Systematic pegRNA design with PRIDICT2.0 and ePRIDICT for efficient prime editing

Abstract

Prime editing is a versatile genome editing technology that enables precise genetic modifications without inducing DNA double-strand breaks. Owing to numerous variables in the prime editing guide RNA (pegRNA) design, experimentally identifying the most efficient pegRNA for a specific locus and edit is laborious. Therefore, we have developed computational tools to streamline this process. Here we present a comprehensive protocol detailing how to use PRIDICT2.0 and ePRIDICT, machine-learning models that assess the influence of the pegRNA design and chromatin context on prime editing. PRIDICT2.0 is an ensemble of attention-based bidirectional recurrent neural networks that predicts pegRNA efficiencies for replacements, insertions or deletions in different cellular contexts. Compared with other pegRNA design tools, PRIDICT2.0 accommodates larger edits-up to 40 base pairs-across diverse edit types, also allowing the introduction of silent bystander edits that can enhance editing efficiency. ePRIDICT, a gradient-boosting algorithm, further accounts for the local chromatin environments and assesses how the genomic location of the target site affects prime editing rates.

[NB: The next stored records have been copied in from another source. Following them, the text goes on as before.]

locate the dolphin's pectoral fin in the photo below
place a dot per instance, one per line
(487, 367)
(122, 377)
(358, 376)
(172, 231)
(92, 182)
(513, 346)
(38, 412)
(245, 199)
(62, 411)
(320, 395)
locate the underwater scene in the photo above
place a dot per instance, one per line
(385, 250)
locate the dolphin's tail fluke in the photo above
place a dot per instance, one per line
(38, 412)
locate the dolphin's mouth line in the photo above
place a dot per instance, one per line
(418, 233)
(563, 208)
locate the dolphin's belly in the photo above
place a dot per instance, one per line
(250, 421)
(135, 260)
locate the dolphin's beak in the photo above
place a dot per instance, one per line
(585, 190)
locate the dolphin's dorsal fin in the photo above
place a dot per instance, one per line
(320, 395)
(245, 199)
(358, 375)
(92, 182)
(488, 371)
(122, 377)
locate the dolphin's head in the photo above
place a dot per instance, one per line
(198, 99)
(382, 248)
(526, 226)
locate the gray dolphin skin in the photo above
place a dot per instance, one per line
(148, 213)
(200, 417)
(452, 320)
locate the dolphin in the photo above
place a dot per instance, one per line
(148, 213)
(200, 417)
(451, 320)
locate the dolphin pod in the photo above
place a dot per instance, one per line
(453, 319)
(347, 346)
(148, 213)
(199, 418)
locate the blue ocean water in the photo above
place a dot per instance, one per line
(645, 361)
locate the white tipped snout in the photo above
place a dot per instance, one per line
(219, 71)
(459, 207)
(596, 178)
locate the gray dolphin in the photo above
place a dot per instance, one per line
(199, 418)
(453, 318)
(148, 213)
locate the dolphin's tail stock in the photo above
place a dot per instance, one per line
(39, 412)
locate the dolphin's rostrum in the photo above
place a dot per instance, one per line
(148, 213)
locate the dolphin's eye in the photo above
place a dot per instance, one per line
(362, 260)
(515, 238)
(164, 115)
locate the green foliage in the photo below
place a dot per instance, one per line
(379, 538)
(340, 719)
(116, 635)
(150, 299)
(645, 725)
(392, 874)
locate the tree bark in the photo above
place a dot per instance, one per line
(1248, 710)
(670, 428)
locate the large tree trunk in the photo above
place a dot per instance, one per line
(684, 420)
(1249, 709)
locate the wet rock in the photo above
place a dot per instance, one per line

Both tools are available at www.pridict.it for individual predictions or can be installed locally for batch processing of multiple edits and target sites. The protocol provides step-by-step instructions on using PRIDICT2.0 and ePRIDICT, covering sequence input, prediction generation and interpretation. Web-based predictions take under a minute, while local installation and batch processing may take up to several hours, depending on the dataset size. By streamlining pegRNA selection and chromatin context analysis, these tools promote the adoption of prime editing in basic and translational research.